Aussie PM avoids stoush over euthanasia rights

Malcolm Turnbull
Malcolm Turnbull
Australian Prime Minister Malcolm Turnbull has avoided a potentially divisive stoush on the right of the ACT and Northern Territory to make euthanasia laws after the Senate voted against it.

Liberal Democrats senator David Leyonhjelm's private member's bill to restore their rights to legislate on assisted dying was narrowly defeated in the upper house on Wednesday.

The bill's defeat means Mr Turnbull avoids pressure from both sides of the passionate debate to allow the issue to be debated and voted on in the lower house.

It also heads off the chances of the legislation causing divisions within the coalition party room ahead of the federal election.

Despite Senator Leyonhjelm's confidence he had the numbers for the bill to pass, senators voted 36-34 against.

He had accused the prime minister of reneging on a deal to allow the bill to be debated on in both chambers of parliament in return for voting in favour of re-establishing the construction watchdog.

Cabinet ministers were divided on the issue after both major parties were given a conscience vote.
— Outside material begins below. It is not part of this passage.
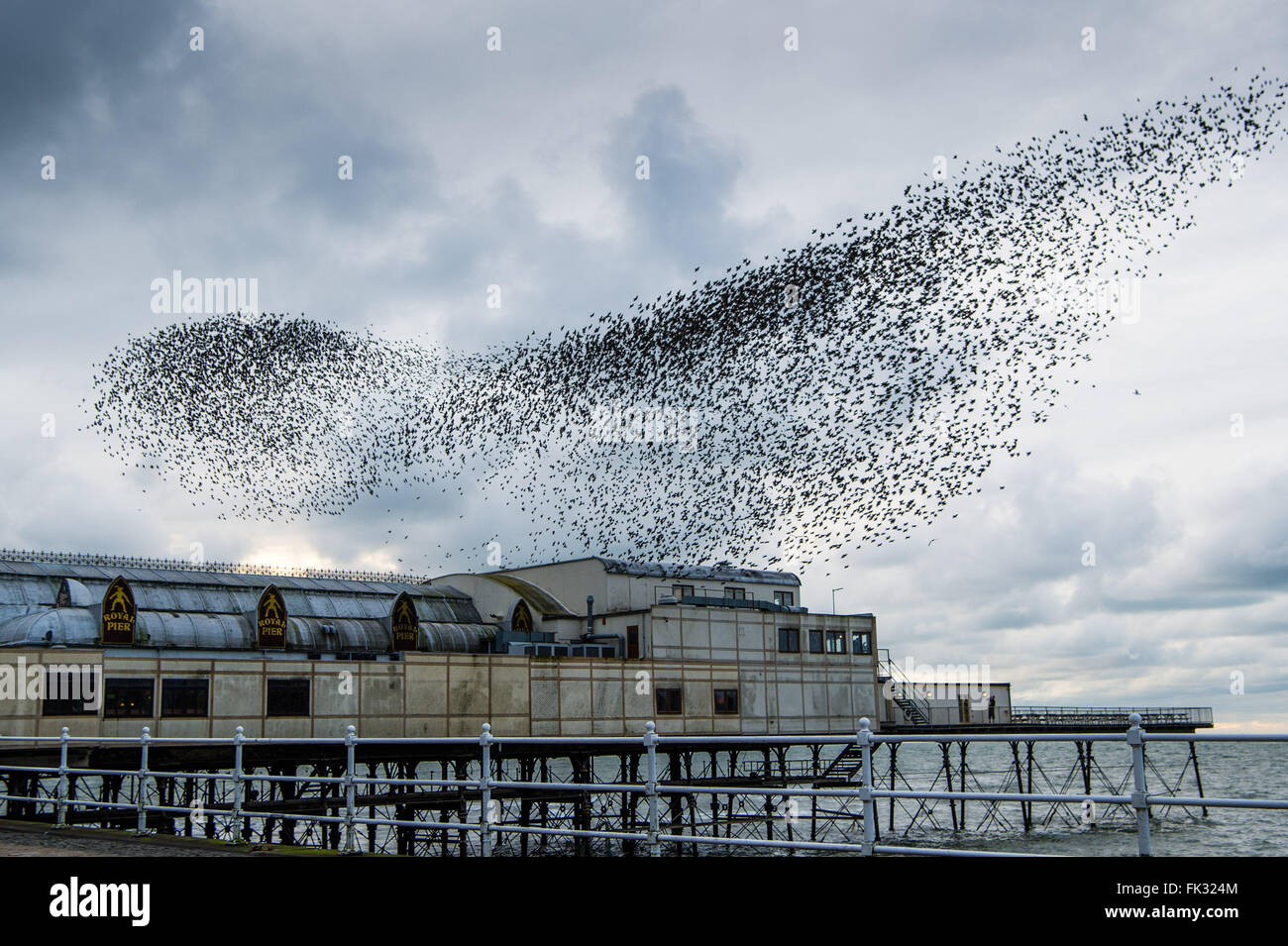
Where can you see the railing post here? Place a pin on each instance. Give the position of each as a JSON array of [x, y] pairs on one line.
[[870, 807], [141, 788], [237, 783], [351, 742], [651, 740], [60, 821], [485, 790], [1136, 740]]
Government Senate leader Mathias Cormann opposed the legislation, while fellow senior ministers Simon Birmingham and Marise Payne voted in favour.
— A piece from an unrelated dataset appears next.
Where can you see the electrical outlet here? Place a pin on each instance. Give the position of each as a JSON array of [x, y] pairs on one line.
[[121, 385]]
Labor was also split with a number of Shop, Distributive and Allied Employees' Association-linked senators voting against the bill, as did Pat Dodson.

Senator Leyonhjelm said public opinion was in favour of legalising voluntary euthanasia.
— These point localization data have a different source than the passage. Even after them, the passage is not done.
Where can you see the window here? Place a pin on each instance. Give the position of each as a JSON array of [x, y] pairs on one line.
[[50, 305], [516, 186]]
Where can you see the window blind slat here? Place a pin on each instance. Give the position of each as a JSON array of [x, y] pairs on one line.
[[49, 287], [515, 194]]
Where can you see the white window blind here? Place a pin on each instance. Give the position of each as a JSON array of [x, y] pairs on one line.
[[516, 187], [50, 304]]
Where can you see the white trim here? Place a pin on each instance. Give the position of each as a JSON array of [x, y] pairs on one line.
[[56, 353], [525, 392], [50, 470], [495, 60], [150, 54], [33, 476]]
"The fact we don't have assisted suicide in this country shows a serious flaw in our democracy," he told parliament.

But he praised the tone of the debate, saying it was a demonstration of individual honesty not seen in parliament for some time.

There was a number of emotional reflections, referring to the deaths of terminally ill loved ones.

While some remembered painful farewells and wished assisted suicide had been an option, other senators believed the risks of allowing voluntary euthanasia were too great.

A handful of senators insisted the issue was purely about giving territories the same rights as the states to make laws.

NT Opposition Leader Gary Higgins said he was extremely disappointed the bill was lost.

"I had hoped the federal senators would have voted in favour of Territorians and the Northern Territory enjoying the same rights as the other 24 million plus Australians," the Country Liberal Party leader said.